Tobacco mea culpa: companies to run ‘corrective’ ads in US on smoking’s harm

Tobacco companies have delayed correcting false statements for eleven years since a federal court ordered them to do so
  
  

Tobacco companies were first ordered to make the statements by US District Judge Gladys Kessler in 2006.
Tobacco companies were first ordered to make the statements by US district judge Gladys Kessler in 2006. Photograph: Mark Lennihan/AP

Eleven years after a federal court found tobacco companies conspired to deceive the American public, the companies will air television and newspaper ads to correct lies they told over the course of the 20th century.

The “corrective statements” to be aired beginning 26 November are part of a 2006 judgment against tobacco companies, which found companies such as RJ Reynolds and Philip Morris broke anti-racketeering laws, lied about how cigarettes harmed health and denied their efforts to market cigarettes to children.

After the judgment, tobacco companies appealed over details of the statements for more than a decade, and delayed correcting false statements into a new media era.

Four in 10 Americans now regularly get news online, where tobacco companies will not have to publish any corrective statements.

“The tobacco companies’ basic strategy for everything, whether it’s science or regulation or litigation, is delay,” said Stan Glantz, an expert on tobacco company strategy at the University of California San Francisco. The school is also home to one of the world’s largest libraries of tobacco company documents, a cache collected from lawsuits like the one decided in federal court in 2006.

“They have used a lot of arguing about what in terms of the real world are trivial issues, to delay having to make these statements for 11 years – but it is what the tobacco companies do,” said Glantz.

“The problem is the technology has moved on, and the statements are not in social media because it didn’t really exist back then. But better late than never.”

Tobacco companies were first ordered to make the statements by US district judge Gladys Kessler, who wrote in a 1,683-page opinion in 2006 that the companies caused, “a staggering number of deaths per year, an immeasurable amount of human suffering and economic loss, and a profound burden on our national health care system”.

About 480,000 Americans still die each year from tobacco-related disease, and lung cancer is the leading cause of cancer death for both American men and women. Each year, more people die of lung cancer than die of breast, colon and prostate cancer combined.

In appealing against publication of corrective statements, tobacco companies argued against specific words in statements, fonts and even the phrase “here is the truth”.

The ads will run in more than 50 newspapers across the country and on major broadcasting networks, including ABC, CBS and NBC. Companies will have to buy full-page ads in the first section of each Sunday newspaper, and a total of 260 television ads will be run for one year.

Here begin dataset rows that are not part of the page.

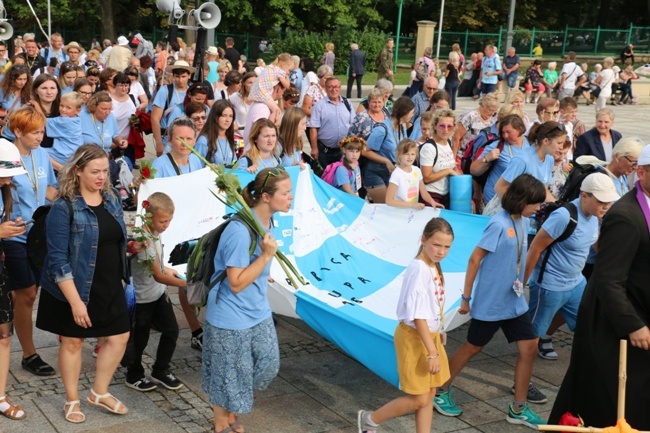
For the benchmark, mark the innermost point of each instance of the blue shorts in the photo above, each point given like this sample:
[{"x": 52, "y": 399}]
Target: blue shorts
[
  {"x": 543, "y": 304},
  {"x": 375, "y": 175},
  {"x": 480, "y": 332},
  {"x": 487, "y": 88},
  {"x": 19, "y": 270},
  {"x": 235, "y": 362}
]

To promote their products, tobacco companies still spend roughly $1m per hour in America, or $8.2bn per year, on advertisements in convenience stores, discounts, coupons, at adult entertainment venues and through wholesalers.

Additionally, unlike in much of Europe, American cigarettes do not display graphic warnings on packs following appeals by tobacco companies and delays from the US Food and Drug Administration.